Food sales tax debate to kick off second day of veto session

TOPEKA, (KSNT) — Kansas lawmakers returned to the State House to kick off the final days of the 2022 legislative session.

They plan to tackle major issues, including a proposal to reduce the state’s heavy food sales tax. According to Democratic House Leader Tom Sawyer, Rep. Jim Gartner, a Democrat from Topeka, introduced a motion to bring the food sales tax bill, HB 2487, to debate, which is expected to begin tomorrow.

“Today, Rep. Jim Gartner introduced a motion to have HB 2487, a bipartisan bill, removed from the House Tax Committee and above The Line for a vote,” Sawyer said. “We hope our colleagues in the House will support this motion and work with us to eliminate the sales tax on food.”

HB 2487 eliminates the 6.5% state food sales tax, setting the new rate at 0%. However, some Republicans have expressed opposition to the proposal, citing plans to spend responsibly.

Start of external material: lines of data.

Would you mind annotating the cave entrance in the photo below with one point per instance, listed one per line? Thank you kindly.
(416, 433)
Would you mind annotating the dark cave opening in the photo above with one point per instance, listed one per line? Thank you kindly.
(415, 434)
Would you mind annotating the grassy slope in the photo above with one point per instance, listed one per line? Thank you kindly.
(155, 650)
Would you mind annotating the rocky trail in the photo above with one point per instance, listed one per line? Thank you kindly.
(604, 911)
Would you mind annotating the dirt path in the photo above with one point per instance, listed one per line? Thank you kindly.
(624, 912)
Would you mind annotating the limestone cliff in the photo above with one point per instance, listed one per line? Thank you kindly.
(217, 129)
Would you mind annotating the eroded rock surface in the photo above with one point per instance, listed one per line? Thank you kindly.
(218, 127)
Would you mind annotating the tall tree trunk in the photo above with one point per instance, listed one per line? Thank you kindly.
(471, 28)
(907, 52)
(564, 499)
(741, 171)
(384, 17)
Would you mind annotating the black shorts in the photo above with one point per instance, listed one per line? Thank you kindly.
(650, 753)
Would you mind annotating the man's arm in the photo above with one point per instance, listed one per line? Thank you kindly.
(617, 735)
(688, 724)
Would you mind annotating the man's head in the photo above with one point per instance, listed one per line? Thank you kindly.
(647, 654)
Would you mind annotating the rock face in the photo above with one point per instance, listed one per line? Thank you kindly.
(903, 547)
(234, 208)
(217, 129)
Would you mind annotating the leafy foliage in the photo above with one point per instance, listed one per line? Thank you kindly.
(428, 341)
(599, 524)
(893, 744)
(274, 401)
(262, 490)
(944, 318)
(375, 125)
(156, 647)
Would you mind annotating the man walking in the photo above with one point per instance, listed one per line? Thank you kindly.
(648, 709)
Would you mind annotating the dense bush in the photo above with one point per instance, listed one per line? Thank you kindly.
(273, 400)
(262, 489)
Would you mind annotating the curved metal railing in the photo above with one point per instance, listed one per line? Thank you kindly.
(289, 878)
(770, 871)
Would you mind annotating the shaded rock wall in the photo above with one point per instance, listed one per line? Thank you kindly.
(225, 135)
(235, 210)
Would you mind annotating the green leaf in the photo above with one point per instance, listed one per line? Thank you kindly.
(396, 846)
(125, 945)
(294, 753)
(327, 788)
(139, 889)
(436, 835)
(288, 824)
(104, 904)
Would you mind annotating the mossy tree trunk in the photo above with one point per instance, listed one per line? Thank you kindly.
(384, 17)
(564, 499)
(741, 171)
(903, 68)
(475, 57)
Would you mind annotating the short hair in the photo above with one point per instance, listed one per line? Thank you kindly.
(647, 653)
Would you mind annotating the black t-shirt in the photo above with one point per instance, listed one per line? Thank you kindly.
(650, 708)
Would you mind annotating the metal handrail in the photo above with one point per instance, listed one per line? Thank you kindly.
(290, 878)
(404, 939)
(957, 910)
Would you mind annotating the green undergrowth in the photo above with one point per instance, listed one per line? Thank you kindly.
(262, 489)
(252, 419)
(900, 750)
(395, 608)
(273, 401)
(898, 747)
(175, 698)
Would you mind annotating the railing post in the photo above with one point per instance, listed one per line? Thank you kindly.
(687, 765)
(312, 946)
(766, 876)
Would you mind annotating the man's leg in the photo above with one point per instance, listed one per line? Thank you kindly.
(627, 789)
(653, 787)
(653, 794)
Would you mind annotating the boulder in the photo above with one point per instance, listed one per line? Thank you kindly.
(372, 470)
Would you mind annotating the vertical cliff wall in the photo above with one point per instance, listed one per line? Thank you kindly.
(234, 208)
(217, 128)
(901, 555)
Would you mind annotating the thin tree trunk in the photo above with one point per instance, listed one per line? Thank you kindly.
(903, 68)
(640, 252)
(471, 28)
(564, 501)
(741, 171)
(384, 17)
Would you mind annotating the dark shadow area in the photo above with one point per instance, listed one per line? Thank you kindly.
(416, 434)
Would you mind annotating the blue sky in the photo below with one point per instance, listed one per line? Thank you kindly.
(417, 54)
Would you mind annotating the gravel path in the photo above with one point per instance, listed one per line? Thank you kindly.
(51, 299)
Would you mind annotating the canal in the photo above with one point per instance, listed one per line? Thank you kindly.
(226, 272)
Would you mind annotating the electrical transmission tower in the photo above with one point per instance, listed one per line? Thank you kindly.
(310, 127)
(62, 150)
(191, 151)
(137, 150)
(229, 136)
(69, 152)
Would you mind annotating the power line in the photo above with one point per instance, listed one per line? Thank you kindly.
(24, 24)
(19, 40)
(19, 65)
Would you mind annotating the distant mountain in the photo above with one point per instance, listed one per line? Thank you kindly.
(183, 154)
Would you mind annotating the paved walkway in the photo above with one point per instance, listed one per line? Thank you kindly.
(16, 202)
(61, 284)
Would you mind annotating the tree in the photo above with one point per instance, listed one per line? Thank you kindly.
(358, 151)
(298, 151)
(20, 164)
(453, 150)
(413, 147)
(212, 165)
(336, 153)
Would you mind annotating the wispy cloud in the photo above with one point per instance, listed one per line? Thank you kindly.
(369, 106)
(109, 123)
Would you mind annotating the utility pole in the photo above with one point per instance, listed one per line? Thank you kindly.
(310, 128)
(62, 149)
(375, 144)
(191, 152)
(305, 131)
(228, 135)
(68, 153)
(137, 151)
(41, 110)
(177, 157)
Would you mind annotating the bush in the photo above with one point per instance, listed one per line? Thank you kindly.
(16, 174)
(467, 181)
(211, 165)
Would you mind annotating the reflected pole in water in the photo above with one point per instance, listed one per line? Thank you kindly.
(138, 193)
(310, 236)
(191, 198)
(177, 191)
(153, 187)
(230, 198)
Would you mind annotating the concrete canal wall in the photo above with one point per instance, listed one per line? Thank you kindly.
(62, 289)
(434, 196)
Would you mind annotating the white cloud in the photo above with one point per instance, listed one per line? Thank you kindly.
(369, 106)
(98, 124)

“We want to take a look at years and longevity and make sure we’re not going too far too fast,” Republican House Tax Committee Chairman Rep. Adam Smith said, speaking to Kansas. Capitol Bureau in January. “…I try to act with caution and make sure we are responsible.”

Republicans also criticized Kelly for vetoing a measure in 2019 that called for a phased reduction in the food sales tax. A proposal that was endorsed by Republicans at a joint House and Senate Fiscal Conference committee in March also pushed again for a phased reduction. According to the plan, the food sales tax would be reduced to 4% next year, then to 2% in 2024, before dropping completely in 2025.

Some Democrats have spoken out against the plan, pushing to cut the food sales tax now with rising state revenues. Sawyer reiterated those thoughts in a press release Monday.

“The money is there and the Kansans want it to happen,” Sawyer said. “We need to get to a 0% state sales tax on food now – there’s no time to lose. Kansans are feeling the pressure of high inflation and high gasoline prices. It shouldn’t be political. At the very least, they should allow for a vote and debate. If they think it’s a bad bill, they should say so.